Poster Paper: Does Grandparental Childcare Increase Maternal Employment? Evidence from South Korea

Thursday, November 7, 2019
Plaza Building: Concourse Level, Plaza Exhibits (Sheraton Denver Downtown)

*Names in bold indicate Presenter

Soomin Ryu, University of Maryland

Along with rapid economic takeoff, education and socio-economic status of Korean women has improved. Women with bachelor’s degrees increased to 40.0% in 2015 from 1.6% in 1970, while the labor force participation rate of women aged 15 to 64 increased to 59.1% in 2017 from 51.9% in 2000. However, married women have difficulty in holding down their jobs: Statistics Korea (2014) reported that 22.4% of total married women left their work because of marriage (36.9%), childcare (29.9%), or childbirth (24.4%).
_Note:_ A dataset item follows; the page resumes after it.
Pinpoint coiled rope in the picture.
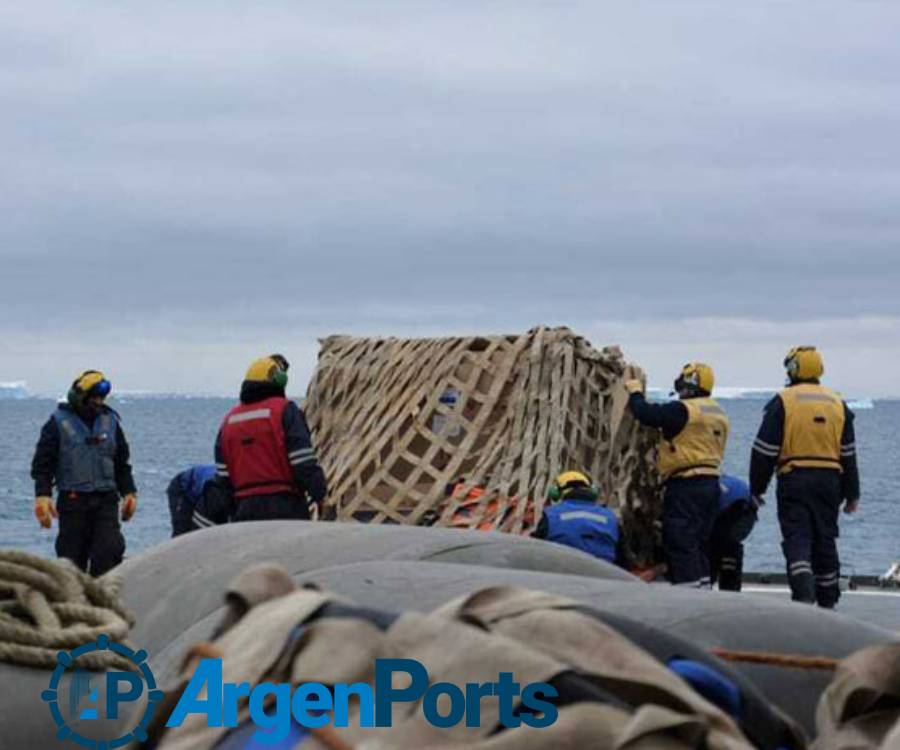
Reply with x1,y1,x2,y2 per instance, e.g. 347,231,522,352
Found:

This is particularly due to historical and social context of Korea, where Confucianism’s notion that care is women’s work has not changed significantly, as married women in paid employment continue to take responsibility for unpaid household works (Sung 2013). Moreover, the family-based care for child has been also emphasized as one of the central hallmarks of Confucianism. Up until the 1990s, the government recommended that family should continue to care for family members, whereas state had much weaker responsibility in social welfare areas (Moon, 2002). Due to traditional gender roles as well as the lack of formal childcare system and policies, the intergenerational relations still play an important role. According to the Korea Institute for Health and Social Affairs (2015), 25% of married couples with children received help from their parents for housework or childcare, and the percentage increased to 53% for dual earning couples. Compared to formal care, it is cheaper, trustworthier, and more flexible.
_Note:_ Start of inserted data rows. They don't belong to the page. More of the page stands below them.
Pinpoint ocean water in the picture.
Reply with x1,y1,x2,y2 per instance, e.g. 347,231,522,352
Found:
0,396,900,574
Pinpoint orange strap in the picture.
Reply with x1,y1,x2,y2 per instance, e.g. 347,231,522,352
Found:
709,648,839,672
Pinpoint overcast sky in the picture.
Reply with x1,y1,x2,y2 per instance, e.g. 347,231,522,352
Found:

Despite its prevalence, surprisingly little research has been done on the childcare services provided by grandparents. In particular, none of literature has investigated how much it increases the probability of Korean mothers to work. As a result, the grandparents' contribution is underestimated and they are often not compensated financially, while the country lacks established policies that support intergenerational time transfers. Only a few studies in the Western countries have recently started to use econometric methods to see the casual effects of intergenerational links on mother’s employment (Aassve, et al., 2012; Albuquerque & Passos, 2010; Compton & Pollak, 2013; Posadas & Vidal-Fernandez, 2013).

To suggest evidence-based childcare policies that enable mothers to work, the paper fills the gap in the literature by examining the effects of grandparental childcare on employment status of married women with young children, using data from the Korean Longitudinal Survey of Women and Families. To tackle endogeneity problem, the paper uses an instrumental variable approach with a bivariate probit model (Dimova & Wolff, 2008). The geographical distance between grandparents’ and women’s home multiplied by cost is an instrument variable to exogenously estimate the probability of using grandparental childcare (Compton & Pollak, 2013). The paper finds the evidence that childcare transfers from grandparents significantly increase the probability of mothers to participate in the labor market. The result suggests that the government should establish family-friendly policies to support and encourage grandparental childcare such as subsidies and educational programs.